1. Notre Dame NLP
  2. Notre Dame NLP
  3. Speech2Translation

Overview

HTTPS SSH

Speech to Translation Alignment

by Antonis Anastasopoulos

This is the implementation of our EMNLP 2016 paper, An Unsupervised Probability Model for Speech-to-Translation Alignment for Low-Resource Languages.

If you use this code, please cite the paper

@InProceedings{anastasopoulos-chiang-duong:2016:EMNLP2016,
  author    = {Anastasopoulos, Antonios  and  Chiang, David  and  Duong, Long},
  title     = {An Unsupervised Probability Model for Speech-to-Translation Alignment of Low-Resource Languages},
  booktitle = {Proceedings of the 2016 Conference on Empirical Methods in Natural Language Processing},
  month     = {November},
  year      = {2016},
  address   = {Austin, Texas},
  publisher = {Association for Computational Linguistics},
  pages     = {1255--1263},
  url       = {https://aclweb.org/anthology/D16-1133}
}

Data preprocessing

The code requires several inputs:

  1. candidate phone boundaries

  2. Voice Activity Detection spans (which are actually silence spans)
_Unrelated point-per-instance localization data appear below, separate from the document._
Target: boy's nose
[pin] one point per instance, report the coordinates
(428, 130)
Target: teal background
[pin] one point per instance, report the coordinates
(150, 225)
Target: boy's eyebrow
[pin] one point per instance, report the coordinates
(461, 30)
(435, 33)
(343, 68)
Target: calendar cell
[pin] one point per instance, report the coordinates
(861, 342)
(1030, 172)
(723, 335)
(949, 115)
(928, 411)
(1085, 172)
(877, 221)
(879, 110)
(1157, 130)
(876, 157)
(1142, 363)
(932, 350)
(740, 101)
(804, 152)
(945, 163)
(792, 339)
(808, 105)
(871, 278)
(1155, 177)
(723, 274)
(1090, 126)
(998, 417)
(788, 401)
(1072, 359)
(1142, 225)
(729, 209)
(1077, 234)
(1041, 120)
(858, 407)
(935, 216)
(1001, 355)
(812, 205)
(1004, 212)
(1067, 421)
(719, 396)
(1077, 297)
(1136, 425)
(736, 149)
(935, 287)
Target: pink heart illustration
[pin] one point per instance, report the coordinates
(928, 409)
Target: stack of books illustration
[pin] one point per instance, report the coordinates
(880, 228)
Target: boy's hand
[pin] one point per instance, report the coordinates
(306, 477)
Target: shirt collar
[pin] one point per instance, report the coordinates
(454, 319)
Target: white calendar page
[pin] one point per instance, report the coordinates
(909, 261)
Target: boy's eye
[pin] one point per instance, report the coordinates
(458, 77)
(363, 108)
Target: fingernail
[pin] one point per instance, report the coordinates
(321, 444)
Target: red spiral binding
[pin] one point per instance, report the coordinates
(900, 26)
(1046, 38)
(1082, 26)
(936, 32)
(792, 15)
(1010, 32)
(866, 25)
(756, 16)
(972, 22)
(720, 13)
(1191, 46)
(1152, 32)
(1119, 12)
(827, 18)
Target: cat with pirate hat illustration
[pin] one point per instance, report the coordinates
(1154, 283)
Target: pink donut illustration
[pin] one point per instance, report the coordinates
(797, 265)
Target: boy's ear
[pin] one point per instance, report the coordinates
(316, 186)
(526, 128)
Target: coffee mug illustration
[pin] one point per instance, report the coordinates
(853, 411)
  3. Feature representations of the audio signal (MFCC or PLP)

The bash script preprocess.sh needs the directory of the audio files as input and produces the necessary outputs. We provide the code for silence detection (utils/silence.py) as well as our implementation of the unsupervised method for phone boundary detection of Khanaga et al (utils/khanaga.py). For PLP features extraction, we use the feacalc library from the ICSI set of tools.

Usage

A toy example Griko-Italian dataset is available under data. The whole Griko-Italian corpus is available here.

The bash script AlignSpeech2Translation.sh sets a number of parameters and runs our code. The main script is the python script align-speech-to-translation.py that takes the following parameters:

  • -m The maximum length of translation sentences we want to limit our training in

  • -k The value for the \lambda parameter of the fast-align parameterization. The higher this value, the more spikey the distribution is along the diagonal. As this value goes to 0, the distribution is closer to IBM 1.

  • -a The directory to write intermediate results for some of the hidden variables of our model.

  • -o The directory to store the alignment output in every iteration.

  • -t The number of EM iterations to run.

  • -l A list of the files that we will use for training.

  • -d The translations for the files that are listed under the -l parameter. The two files should therefore be parallel.

  • -f The directory of the speech features

  • -b The directory with the candidate boundaries

  • -j The directory with the silence detection spans

  • -p The parameter for add-p smoothing for the translation subcomponent.

  • -r The rate at which the audio files were recorder (needed for conversion of the phone boundaries to the 10ms space of the speech frames)

  • -n Normalize the speech frames to have zero mean and unit variance. [optional]

Evaluation

The script utils/eval-length.py implements our evaluation metric that computes Precision, Recall, and F-score on the number of links between source speech frames and target translation words. Its parameters are:

  • -i The directory with the alignment outputs

  • -g The directory with the gold alignments

  • -l A list of the files that we will want to evaluate on.

  • -m Limit for the length of translation sentences that we evaluate on.

  • -o Output file with utterance-level results as well as overall results.